Dolkun is a former student-leader of the pro-democracy demonstrations at Xinjiang University in 1988. He received a Master’s degree in Politics and Sociology from Gazi University in Turkey and a degree in Computer Science in Munich, Germany. After enduring persecution from the Chinese government, Isa fled China in 1994 and sought asylum in Europe, and became a citizen of Germany in 2006. In April 2004, he also played an important role in the establishment of the World Uyghur Congress and was elected General Secretary. He has since been presenting Uyghur human rights issues to the UN Human Rights Council, European Parliament, European governments and international human rights organizations. Dolkun Isa is the current President of the World Uyghur Congress.

Dr. Siddiq Wahid

Program Advisor

Dr. Siddiq Wahid is currently a Senior Visiting Fellow at the Centre for Policy Research (CPR) in New Delhi and Adjunct Fellow at the Institute of Chinese Studies (ICS) in Delhi.
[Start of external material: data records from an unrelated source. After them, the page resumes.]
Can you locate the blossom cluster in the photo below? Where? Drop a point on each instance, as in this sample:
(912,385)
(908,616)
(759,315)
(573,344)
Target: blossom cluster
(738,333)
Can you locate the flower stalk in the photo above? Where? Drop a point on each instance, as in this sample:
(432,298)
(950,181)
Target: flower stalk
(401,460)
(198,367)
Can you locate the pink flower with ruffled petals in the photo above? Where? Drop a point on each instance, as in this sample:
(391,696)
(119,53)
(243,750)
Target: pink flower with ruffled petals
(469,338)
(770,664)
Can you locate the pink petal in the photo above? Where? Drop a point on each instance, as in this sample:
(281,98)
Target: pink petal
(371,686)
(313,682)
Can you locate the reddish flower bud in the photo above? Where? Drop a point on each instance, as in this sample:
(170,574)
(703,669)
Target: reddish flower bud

He has been Director, UNESCO Madanjeet Singh Institute of Kashmir Studies at the University of Kashmir. Previous to that he was the Founding Vice Chancellor of Islamic University of Science & Technology, Kashmir and Maharaja Gulab Singh Chair Professor of Modern History at the University of Jammu. He has taught in the United States and India, and has lectured widely in South Asia, Europe and the United States in his field of study. He received his PhD in the field of Inner Asian and Altaic Studies at Harvard University where he specialized in Tibetan and Central Asian political History. He has published widely in his fields of interest in India and the United States.

Geshe Beri Jigme Wangyal

Program Advisor

Geshe Beri Jigme Wangyal is a professor of literature and author of several books on various subjects ranging from poetry to biography and history. He was born in Tibet and arrived in India in 1989. In 2003 he was invited as a visiting scholar to Indiana University, United States, where he taught a course in the history department. He received his Geshe degree in Buddhist Philosophy in 2004 from the Drepung Monastery in Southern India. He served as a member of the Tibetan Parliament in exile in 2001. He has participated in various international conferences and has taught students from many countries around the world. He is the author of 21 books. Currently he serves as a teacher and chair of the literature department at Central University for Tibetan Studies in Varanasi, India.